I have a web solution (in VS2010) with two sub-projects:

  1. Domain which holds the Model classes (mapped to database tables via Entity Framework) and Services which (besides other stuff) are responsible for CRUD operations

  2. WebUI which references the Domain project

For the first pages I've created I have used the Model classes from the Domain project directly as Model in my strongly typed Views because the classes were small and I wanted to display and modify all properties.

Now I have a page which should only work with a small part of all properties of the corresponding Domain Model. I retrieve those properties by using a projection of the query result in my Service class. But I need to project into a type - and here come my questions about the solutions I can think of:

  1. I introduce ViewModels which live in the WebUI project and expose IQueryables and the EF data context from the service to the WebUI project.
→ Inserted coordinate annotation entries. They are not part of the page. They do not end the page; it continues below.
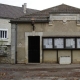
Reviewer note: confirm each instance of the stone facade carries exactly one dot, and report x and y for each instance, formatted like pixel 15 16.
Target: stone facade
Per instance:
pixel 58 28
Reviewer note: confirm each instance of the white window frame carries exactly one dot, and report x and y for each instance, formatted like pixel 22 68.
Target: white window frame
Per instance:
pixel 3 37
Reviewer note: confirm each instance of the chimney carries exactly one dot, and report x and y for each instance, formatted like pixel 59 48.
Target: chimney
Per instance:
pixel 24 8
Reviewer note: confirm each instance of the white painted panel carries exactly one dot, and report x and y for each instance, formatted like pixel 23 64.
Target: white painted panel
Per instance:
pixel 65 60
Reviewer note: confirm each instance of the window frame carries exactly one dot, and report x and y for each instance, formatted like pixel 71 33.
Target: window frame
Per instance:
pixel 64 42
pixel 2 38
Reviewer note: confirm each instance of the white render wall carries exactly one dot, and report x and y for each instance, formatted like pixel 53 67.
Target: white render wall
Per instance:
pixel 4 24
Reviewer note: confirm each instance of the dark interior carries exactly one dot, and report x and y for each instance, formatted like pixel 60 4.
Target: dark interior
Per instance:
pixel 34 49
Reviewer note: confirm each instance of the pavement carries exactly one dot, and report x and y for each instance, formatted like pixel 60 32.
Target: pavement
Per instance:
pixel 39 72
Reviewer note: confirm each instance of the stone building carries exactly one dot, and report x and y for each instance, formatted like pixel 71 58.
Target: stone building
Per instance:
pixel 47 36
pixel 8 12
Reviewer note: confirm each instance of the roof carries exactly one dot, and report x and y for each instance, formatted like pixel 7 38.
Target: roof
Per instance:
pixel 43 16
pixel 8 11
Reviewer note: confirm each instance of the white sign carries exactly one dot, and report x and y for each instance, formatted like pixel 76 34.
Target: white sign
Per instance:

Then I could directly project into those ViewModels.

  2. If I don't want to expose IQueryables and the EF data context I put the ViewModel classes in the Domain project, then I can return the ViewModels directly as result of the queries and projections from the Service classes.

  3. In addition to the ViewModels in the WebUI project I introduce Data transfer objects which move the data from the queries in the Service classes to the ViewModels.

Solution 1 and 2 look like the same amount of work and I am inclined to prefer solution 2 to keep all the database concerns in a separate project. But somehow it sounds wrong to have View-Models in the Domain project.

Solution 3 sounds like a lot more work since I have more classes to create and to care about the Model-DTO-ViewModel mapping. I also don't understand what would be the difference between the DTOs and the ViewModels. Aren't the ViewModels exactly the collection of the selected properties of my Model class which I want to display? Wouldn't they contain the same members as the DTOs? Why would I want to differentiate between ViewModels and DTO?

Which of these three solutions is preferable and what are the benefits and downsides? Are there other options?

Thank you for feedback in advance!

Edit (because I had perhaps a too long wall of text and have been asked for code)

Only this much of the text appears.